The Indian man reappeared out of the gloom. “Tuan,” he said, “you rolled off to one side of the centerfield bridge.”
Bek said: “What to do. Too late now. Fifty ringgit to cycle me back opposite to Ulu Bernam, please?”
My God, half a month’s wages to cycle a white man back home. Just wait till he could tell his friends on his return! Bek set off on the back of the old bicycle, the first time he’d done that since he was at school. The journey took over an hour.

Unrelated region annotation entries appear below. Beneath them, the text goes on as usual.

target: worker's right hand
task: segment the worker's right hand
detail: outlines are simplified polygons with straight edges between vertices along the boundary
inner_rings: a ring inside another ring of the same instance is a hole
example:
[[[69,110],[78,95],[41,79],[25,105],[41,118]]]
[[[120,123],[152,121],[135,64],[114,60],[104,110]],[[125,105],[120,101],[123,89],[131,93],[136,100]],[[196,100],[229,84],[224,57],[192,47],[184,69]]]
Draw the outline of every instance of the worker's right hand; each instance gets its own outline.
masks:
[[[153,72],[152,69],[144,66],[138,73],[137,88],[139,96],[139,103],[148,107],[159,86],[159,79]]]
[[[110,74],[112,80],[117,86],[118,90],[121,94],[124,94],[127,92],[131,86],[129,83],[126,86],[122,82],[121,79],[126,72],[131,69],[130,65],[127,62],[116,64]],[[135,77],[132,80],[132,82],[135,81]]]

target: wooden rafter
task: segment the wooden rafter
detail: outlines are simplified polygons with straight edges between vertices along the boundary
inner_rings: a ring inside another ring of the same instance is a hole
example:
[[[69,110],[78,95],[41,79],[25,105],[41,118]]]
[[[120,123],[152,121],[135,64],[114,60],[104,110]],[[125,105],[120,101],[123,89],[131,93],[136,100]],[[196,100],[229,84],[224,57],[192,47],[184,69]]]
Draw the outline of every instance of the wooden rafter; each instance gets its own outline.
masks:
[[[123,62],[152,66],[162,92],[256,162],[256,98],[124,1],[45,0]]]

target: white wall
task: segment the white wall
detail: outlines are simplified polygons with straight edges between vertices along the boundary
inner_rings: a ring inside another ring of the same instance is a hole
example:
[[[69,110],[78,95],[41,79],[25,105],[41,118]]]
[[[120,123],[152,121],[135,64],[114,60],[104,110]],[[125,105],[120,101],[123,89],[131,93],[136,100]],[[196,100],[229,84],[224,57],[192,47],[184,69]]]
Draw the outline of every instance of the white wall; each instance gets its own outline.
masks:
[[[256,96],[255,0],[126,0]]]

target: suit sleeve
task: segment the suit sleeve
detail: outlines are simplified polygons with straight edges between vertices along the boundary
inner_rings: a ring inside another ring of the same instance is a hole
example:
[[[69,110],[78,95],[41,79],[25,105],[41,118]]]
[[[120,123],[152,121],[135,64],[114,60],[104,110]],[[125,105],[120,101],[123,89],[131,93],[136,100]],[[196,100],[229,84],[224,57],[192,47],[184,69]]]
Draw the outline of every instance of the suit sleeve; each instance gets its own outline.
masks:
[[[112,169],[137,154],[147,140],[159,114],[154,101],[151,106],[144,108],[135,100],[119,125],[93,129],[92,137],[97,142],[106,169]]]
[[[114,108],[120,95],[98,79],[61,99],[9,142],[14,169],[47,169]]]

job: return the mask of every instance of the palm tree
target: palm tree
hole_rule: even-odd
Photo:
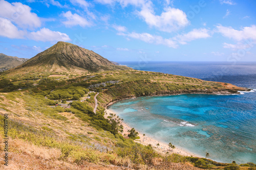
[[[166,153],[165,153],[165,156],[167,157],[168,155],[169,155],[169,152],[166,152]]]
[[[171,142],[169,142],[169,144],[168,144],[168,146],[169,147],[169,150],[170,150],[170,148],[171,148],[172,145],[173,144],[172,144]]]
[[[207,158],[209,158],[210,156],[210,154],[208,152],[206,152],[206,154],[205,155],[205,158],[207,159]]]
[[[175,146],[174,145],[173,145],[172,146],[172,147],[170,147],[170,148],[172,148],[172,149],[173,149],[173,150],[172,150],[172,151],[173,151],[174,150],[174,149],[175,149],[175,148],[176,148],[176,147],[175,147]]]

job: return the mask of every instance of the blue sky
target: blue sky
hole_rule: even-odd
[[[0,0],[0,53],[59,41],[110,60],[256,61],[254,0]]]

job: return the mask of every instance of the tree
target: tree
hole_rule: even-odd
[[[80,94],[76,93],[73,95],[73,99],[74,99],[75,101],[77,101],[79,100],[80,97],[81,96],[80,95]]]
[[[132,128],[132,129],[128,130],[128,132],[130,133],[128,134],[128,137],[133,139],[135,139],[136,137],[138,136],[138,135],[139,134],[139,133],[138,133],[138,132],[136,132],[134,128]]]
[[[205,158],[207,159],[207,158],[209,158],[210,156],[210,154],[208,152],[206,152],[206,155],[205,155]]]
[[[173,145],[172,146],[172,147],[170,147],[170,148],[172,149],[172,151],[173,151],[174,149],[175,149],[176,147],[175,147],[175,146],[174,145]]]
[[[173,146],[173,144],[172,144],[171,142],[169,142],[168,144],[168,146],[169,147],[169,150],[170,150],[170,148],[172,148],[172,147]]]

The Bernam River ferry attendant, dozing in his cabin on the side of the Sungei Samak, jumped up as surprised as if he had seen a ghost. He burst into roars of laughter at the Indian man’s explanation of the aircraft landing in the gloaming on the rubber replanting road; then later ditching into the roadside drain. Bek accepted a hastily-made hot drink from the ferryman’s wife before setting off on the five-minute journey across the river.
Muthu, Bek’s cook, cried when he heard about the lucky escape and wanted to call a Malay pawang to interpret the omens. Some Ulu Bernam mill staff rushed over to the house. Bek normally never drank by himself but, when he finally sank into his accustomed chair, he was hit by the shakes. It took him fully 10 minutes to settle down, after which he took stock of what had happened.
He told himself: “Well, better count that as ‘a couple of my nine lives’ used up. Still a handful to go!”